1. when your application requires CLI commands (such as some CRON-related cleanups) the .htaccess file is unavailable, so the variables will not be correct
2. when your server hosts more than one application or hosts two instances of the same application (like "test" and "production") setting system-wide environment variables is not accurate

I'd recommend having separate PHP file such as config/environment.php:

<?php
return 'PRODUCTION';

and exclude it from VCS so it will not be distributed over instances of the application. Instead, in VCS provide an example/dummy of that file, like config/example.environment.php:

<?php
// Please copy this file to `environment.php` when you are
// setting application up for the first time.
// Possible values are: `DEVELOPMENT`, `TESTING`, `STAGING`, `PRODUCTION`
return 'DEVELOPMENT';

Then include the config/environment.php in application bootstrap, as soon as possible.
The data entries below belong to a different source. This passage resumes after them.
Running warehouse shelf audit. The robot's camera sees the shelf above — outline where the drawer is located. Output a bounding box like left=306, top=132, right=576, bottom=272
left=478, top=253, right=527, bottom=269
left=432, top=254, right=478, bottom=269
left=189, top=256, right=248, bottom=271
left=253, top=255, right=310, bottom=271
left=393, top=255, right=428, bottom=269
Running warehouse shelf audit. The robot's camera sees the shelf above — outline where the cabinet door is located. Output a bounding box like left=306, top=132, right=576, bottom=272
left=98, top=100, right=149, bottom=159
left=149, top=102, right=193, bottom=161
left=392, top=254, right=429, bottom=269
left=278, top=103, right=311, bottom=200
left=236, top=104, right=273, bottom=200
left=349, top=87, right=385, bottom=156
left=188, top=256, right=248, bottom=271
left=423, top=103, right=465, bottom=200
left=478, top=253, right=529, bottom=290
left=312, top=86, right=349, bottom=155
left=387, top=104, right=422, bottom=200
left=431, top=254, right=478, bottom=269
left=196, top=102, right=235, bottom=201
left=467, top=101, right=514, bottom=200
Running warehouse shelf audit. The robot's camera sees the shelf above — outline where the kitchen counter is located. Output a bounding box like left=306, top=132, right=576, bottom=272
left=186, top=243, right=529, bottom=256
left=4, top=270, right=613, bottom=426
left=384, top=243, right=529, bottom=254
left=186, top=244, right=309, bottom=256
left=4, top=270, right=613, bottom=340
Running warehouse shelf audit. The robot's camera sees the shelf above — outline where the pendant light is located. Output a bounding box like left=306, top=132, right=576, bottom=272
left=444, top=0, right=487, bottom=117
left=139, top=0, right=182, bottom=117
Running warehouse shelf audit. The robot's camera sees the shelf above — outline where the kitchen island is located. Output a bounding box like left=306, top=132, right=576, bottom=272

Of course the environment.php file can hold more data, like:

<?php
return [
    'mode' => 'DEVELOPMENT',
    'db_user' => 'foo',
    'db_pass' => 'bar',
    'db_host' => '123.456.789.012',
    'google_account' => 'blahblahblah',
];

[Sadick]

You are correct on

1. When your application requires CLI commands (such as some CRON-related cleanups) the .htaccess file is unavailable, so the variables will not be correct

You can run those cli commands if your are not on a shared hosting environment. In the post i have stated that .htaccess is for those with a shared hosting plan (like the godaddy ones).

You wouldn't use .htaccess if you owned the server where the app is deployed. You would go with the second option i have provided. Set the evironnment variables on the system level. That way if your application requires CLI commands the variables would still be correct.

[Grant Sander]

Nice! This was useful for me. In the past I had always SSH'd into my server to change the DB credentials that were hard-coded into config files after each git pull origin master. Using environment variables is a much nicer way to handle this - and definitely more secure than hard-coding production DB credentials in config files and storing them in a git repo (even a private one).